Sıra Leylekte

Bu gönderiyi okumak için gereken tahmini süre 4 dakikadır.

Ulus devletlerin hem ideolojik hem yasal sınırlarını zorlayan bir meydan okuma olarak göç aslında ülkemizde son yıllara kadar pek de tartışılmadı. Bunun sebeplerinden biri doksanlarda hızlanan küreselleşmeden göç bağlamında fazla etkilenmememiz olabilir. Oysa göç ve göçmenler kendine milliyetçi diyenler için neyin milliyetçiliğini nasıl yaptıklarını gösterme aracıdır. Göçün modern ve küresel bir olgu olarak yeniliği bize önceki nesillerle farkımız varsa bunu göstermeye de imkan sağlayacaktır. Türk milliyetçiliği geçmişinde dışarıdan gelen Türk soylulara ilişkin yazın, kısmen 90’lar Halepçe sonrası Kürt göçüne dair yazılar ve siyasilerin açıklamaları bulunsa da küreselleşmeyle artan ve günümüzde de savaş ve iklimle şiddetlenen göç, ulus devlete ve milli kimliğe bunlardan daha farklı ve büyük bir meydan okumadır ancak zayıf bir şekilde ele alınmıştır. Son yıllarda artan yazılarda da eskinin “ciddi, büyük” isimleri ezberler üzerinden konuşmaktadır. Bir yandan anayasa 66 atakları geçirirken bir yandan da ırkçı açıklamalar yapanların hezeyanları bunların ezbere konuşmalar olduğunun bir delili olabilir. Belki bir aşamada tek tek bunların yazılarını ve ezberlerini de ele alabiliriz ancak şimdilik bakir topraklarda olmanın rahatlığıyla yoklar gibi davranıp kendi önümüze bakalım ve rahvan gidelim.

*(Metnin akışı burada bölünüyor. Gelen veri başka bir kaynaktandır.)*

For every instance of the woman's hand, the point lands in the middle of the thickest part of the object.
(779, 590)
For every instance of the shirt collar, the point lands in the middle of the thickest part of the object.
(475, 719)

Milliyetçilik literatüründe genel sınıflandırmalardan birisi de etnik ve sivil milliyetçilik ikilisidir. Bu genel sınıflandırma Alman romantik milliyetçiliği ve Fransız mülki milliyetçiliği olarak da adlandırılır. Buna göre Alman tipi bir etnik grubun ortak özelliklerini öne çıkarır ve ortaklaşmayanları kendi milletinin dışında bırakırken Fransız tipi işi hukukileştirir ve kendini o millete mensup addetmeyi, aynı hukuka tabi olmayı millet olmanın şartı haline getirir. İlki dışlayıcılıkla, ikincisi kapsayıcılıkla özdeşleştirilir. Bu basit ve kısa özetten sonra ikinciye, Türkiye’de genelde “Atatürk milliyetçiliği” diye tesmiye edilen tipe odaklanarak devam edeceğiz. (Meselenin ne kadar Atatürk ile ilgisi olduğu ne kadar 1980 darbecilerinin Atatürk kurgusunun bir parçası olduğu da sorgulanmaya muhtaçtır). Lafı uzatmadan ikinci tipe sadık kalırsak, hukukun kurduğu vatandaşlık bağını milletin ön şartı (ya da en azından başlıca unsurlarından) kabul ediyorsak bu iddiamızı yakın dönemin çok önemli iki başlığıyla: göç yoluyla ve yatırım karşılığı vatandaşlık elde edilmesiyle test edebiliriz. Böylece millet kime denir, dışarıdan gelen bizden olabilir mi, içeridekiler ne kadar bizdir gibi birçok meseleyi de bu yeni vakanın tahliliyle açıklığa kavuşturabiliriz.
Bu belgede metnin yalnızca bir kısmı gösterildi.